Is it possible to rename fasta headers based on its position specified in another file?

dineshkumarsrk · November 13, 2019, 2:01am

I have 5 sequences in a fasta file namely gene1.fasta as follows,

gene1.fasta
>1256
ATGTAGC
>GEP
TAGAG
>GTY578
ATGCATA
>67_iga
ATGCTGA
>90_ld
ATGCTG

I need to rename the gene1.fasta file based on the sequence position specified in list.txt as follows,

list.txt
position1=org5
position2=amylase
position3=org8
position4=lipase
position5=org_1

The expected outcome should be like this,

>org5
ATGTAGC
>amylase
TAGAG
>org8
ATGCATA
>lipase
ATGCTGA
>org_1
ATGCTG

Thanks in advance.

RudiC · November 13, 2019, 2:37am

Any attempts / ideas / thoughts from your side? Applying what you learned in here?

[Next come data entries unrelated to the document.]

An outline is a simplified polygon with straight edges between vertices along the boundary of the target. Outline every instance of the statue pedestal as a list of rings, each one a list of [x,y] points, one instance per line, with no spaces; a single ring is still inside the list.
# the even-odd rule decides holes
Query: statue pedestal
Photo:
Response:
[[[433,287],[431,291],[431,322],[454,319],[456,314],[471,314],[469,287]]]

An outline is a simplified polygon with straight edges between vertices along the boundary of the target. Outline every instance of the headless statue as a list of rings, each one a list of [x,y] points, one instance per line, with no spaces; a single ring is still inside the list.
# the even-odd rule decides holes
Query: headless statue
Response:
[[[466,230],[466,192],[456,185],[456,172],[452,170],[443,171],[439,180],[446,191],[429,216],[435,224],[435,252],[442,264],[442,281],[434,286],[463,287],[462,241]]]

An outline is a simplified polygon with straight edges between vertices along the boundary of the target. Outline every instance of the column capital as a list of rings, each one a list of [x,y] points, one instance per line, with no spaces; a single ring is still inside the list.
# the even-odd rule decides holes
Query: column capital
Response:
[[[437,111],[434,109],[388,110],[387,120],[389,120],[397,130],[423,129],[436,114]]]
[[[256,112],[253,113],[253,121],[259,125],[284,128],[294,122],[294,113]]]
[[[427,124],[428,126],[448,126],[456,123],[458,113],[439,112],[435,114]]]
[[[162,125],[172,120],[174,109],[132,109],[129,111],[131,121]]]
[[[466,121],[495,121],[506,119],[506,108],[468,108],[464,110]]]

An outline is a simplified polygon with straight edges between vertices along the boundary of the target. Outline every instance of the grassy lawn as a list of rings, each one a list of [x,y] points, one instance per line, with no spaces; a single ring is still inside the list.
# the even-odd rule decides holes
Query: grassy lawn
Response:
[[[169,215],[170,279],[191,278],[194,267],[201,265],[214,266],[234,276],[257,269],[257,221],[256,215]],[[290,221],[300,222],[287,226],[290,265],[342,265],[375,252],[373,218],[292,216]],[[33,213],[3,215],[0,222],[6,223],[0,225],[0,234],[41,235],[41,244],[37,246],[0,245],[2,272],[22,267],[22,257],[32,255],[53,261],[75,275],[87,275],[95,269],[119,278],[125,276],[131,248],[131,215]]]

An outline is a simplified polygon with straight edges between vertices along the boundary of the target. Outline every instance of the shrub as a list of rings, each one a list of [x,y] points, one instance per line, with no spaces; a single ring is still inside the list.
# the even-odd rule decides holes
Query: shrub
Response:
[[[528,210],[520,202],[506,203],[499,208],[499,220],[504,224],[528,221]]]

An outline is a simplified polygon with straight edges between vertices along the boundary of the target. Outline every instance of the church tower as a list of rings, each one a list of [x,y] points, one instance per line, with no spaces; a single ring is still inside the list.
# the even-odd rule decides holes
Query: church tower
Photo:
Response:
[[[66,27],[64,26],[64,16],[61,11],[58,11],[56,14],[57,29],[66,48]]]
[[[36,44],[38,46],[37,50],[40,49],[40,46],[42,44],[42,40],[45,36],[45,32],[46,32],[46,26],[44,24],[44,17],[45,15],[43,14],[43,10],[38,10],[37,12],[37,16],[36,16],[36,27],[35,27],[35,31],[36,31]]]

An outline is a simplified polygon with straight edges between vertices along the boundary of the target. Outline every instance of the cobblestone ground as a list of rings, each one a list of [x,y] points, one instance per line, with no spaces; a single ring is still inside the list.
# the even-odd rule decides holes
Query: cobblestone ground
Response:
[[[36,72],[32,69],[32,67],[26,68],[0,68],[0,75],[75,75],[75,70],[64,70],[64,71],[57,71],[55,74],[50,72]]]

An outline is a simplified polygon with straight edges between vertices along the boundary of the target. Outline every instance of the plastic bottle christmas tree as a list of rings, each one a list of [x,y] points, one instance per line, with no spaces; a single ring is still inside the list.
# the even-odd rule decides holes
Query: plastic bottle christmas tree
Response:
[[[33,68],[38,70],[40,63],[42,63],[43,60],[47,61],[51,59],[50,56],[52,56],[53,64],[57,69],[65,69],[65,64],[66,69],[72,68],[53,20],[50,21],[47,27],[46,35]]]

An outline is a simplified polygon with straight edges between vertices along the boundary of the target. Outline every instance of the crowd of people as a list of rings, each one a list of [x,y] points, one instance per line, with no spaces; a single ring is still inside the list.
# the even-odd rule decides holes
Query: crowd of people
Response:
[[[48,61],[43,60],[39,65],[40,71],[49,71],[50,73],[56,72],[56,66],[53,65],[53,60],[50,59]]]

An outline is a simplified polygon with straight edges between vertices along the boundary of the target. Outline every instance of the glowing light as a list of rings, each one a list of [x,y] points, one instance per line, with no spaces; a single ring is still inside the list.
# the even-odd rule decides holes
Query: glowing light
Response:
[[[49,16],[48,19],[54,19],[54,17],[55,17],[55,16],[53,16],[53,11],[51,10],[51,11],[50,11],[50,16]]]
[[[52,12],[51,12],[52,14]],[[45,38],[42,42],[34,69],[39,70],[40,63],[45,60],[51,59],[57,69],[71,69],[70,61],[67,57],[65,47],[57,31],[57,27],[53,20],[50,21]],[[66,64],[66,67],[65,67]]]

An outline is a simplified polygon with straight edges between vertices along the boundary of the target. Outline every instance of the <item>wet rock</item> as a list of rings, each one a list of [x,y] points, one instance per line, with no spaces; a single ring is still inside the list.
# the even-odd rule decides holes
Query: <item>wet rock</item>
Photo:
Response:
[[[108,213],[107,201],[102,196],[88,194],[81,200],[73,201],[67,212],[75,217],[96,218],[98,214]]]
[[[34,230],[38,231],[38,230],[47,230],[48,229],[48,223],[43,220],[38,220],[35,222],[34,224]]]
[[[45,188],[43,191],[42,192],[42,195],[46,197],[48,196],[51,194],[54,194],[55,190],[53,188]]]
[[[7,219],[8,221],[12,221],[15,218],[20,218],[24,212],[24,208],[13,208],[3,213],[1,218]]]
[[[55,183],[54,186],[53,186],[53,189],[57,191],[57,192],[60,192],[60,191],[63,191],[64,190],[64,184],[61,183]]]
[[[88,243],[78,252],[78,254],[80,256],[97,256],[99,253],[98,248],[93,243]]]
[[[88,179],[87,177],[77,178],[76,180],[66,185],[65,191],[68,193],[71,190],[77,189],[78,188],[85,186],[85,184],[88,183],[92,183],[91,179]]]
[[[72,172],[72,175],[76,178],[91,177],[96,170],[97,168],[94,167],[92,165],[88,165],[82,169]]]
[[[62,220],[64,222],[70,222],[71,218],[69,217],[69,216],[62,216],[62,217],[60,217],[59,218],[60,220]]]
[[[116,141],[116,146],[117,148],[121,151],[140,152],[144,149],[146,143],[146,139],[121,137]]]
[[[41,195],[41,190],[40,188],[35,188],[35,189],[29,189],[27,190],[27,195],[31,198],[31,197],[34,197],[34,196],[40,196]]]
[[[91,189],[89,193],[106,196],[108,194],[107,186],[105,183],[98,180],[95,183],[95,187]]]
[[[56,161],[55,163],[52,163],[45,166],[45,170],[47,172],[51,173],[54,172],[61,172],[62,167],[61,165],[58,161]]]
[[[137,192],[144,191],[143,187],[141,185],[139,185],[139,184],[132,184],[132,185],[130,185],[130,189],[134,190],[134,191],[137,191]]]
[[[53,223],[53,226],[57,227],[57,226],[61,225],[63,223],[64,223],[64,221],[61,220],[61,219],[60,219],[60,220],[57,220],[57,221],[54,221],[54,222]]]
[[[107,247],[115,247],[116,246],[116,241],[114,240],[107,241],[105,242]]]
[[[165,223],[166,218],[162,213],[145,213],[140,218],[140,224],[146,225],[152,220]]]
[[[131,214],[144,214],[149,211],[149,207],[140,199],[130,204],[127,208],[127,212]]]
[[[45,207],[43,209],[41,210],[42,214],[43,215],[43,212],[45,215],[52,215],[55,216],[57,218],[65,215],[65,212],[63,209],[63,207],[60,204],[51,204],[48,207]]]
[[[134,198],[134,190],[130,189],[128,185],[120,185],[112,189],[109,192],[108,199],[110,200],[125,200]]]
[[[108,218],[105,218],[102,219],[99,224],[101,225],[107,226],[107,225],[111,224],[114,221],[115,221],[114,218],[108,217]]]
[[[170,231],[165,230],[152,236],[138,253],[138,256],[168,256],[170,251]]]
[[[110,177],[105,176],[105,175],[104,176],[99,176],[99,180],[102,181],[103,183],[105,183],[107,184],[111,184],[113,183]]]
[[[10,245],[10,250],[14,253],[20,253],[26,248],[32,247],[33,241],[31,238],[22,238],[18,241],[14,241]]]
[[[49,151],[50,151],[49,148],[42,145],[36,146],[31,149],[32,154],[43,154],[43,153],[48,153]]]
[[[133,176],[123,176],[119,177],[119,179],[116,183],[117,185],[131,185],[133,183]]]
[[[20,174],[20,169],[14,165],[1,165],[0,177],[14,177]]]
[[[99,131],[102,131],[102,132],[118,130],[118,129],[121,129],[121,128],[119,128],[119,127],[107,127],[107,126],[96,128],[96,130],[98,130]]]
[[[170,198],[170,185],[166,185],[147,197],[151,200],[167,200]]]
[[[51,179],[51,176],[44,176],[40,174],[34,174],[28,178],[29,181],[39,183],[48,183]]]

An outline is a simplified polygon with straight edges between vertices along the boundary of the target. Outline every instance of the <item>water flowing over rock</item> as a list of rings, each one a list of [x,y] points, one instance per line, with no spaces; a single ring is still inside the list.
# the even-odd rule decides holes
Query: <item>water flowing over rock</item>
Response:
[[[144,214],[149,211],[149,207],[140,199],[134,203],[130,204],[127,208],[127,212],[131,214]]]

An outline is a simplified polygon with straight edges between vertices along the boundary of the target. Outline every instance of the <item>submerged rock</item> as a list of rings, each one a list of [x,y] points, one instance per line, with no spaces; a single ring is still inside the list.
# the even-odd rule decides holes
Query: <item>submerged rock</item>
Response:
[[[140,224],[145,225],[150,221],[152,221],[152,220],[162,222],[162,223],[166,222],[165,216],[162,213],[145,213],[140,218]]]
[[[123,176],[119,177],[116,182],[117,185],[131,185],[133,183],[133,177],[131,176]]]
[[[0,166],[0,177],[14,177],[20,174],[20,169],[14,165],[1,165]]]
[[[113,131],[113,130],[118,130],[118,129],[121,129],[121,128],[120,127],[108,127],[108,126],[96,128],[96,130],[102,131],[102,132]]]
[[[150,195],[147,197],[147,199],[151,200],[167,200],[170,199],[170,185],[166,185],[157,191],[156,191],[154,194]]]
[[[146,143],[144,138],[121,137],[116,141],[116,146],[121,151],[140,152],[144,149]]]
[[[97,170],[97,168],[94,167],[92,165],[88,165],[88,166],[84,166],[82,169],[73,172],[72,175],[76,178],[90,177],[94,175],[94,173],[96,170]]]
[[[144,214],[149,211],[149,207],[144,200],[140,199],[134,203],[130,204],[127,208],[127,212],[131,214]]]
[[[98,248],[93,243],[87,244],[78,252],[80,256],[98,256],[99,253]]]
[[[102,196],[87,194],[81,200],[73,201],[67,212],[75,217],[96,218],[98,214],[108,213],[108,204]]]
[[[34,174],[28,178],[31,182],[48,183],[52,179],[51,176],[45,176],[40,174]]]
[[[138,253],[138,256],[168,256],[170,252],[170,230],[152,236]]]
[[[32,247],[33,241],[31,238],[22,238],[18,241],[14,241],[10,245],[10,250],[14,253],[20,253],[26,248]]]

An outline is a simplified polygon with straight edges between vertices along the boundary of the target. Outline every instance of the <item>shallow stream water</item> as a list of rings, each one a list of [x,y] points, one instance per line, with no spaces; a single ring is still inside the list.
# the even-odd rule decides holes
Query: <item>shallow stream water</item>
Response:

dineshkumarsrk · November 13, 2019, 3:06am

Dear Rudic,
Below script can rename the characters in gene1.fasta specified in list.txt.

awk 'FNR==NR{REP[$1]=$2; next} {for (r in REP) gsub(r, REP[r])}1' FS="=" list.txt gene1.fasta

However, it is not based on the position. Its purely based on the matching strings between the two files. But, here my problem is different, I tried workout like this

++i

, but my list.txt is not having common strings, so I can not rename sequentially. That is why I seek your help.

RudiC · November 13, 2019, 4:02am

For the easy case that your replacements are in lines in increasing order, try

awk 'FNR==NR {REP[NR] = $2; next} /^>/ {$0 = ">" REP[++CNT]}1' FS="=" list.txt gene1.fasta
>org5
ATGTAGC
>amylase
TAGAG
>org8
ATGCATA
>lipase
ATGCTGA
>org_1
 ATGCTG

EDIT: in case it's not (here: position3 doesn't exist), try

awk 'FNR==NR {REP[$1] = $2; next} /^>/ && (TMP = "position" ++CNT) in REP {$0 = ">" REP[TMP]}1' FS="=" list.txt gene1.fasta
>org5
ATGTAGC
>amylase
TAGAG
>GTY578
ATGCATA
>lipase
ATGCTGA
>org_1
ATGCTG

dineshkumarsrk · November 13, 2019, 4:41am

@RudiC,
Both serve my purpose perfectly.

Scrutinizer · November 13, 2019, 4:38pm

Also try:

awk -F= '/^>/{if(getline<f>0) $0=">" $2}1' f=list.txt gene1.fasta

or without the check:

awk -F= '/^>/{getline<f; $0=">" $2}1' f=list.txt gene1.fasta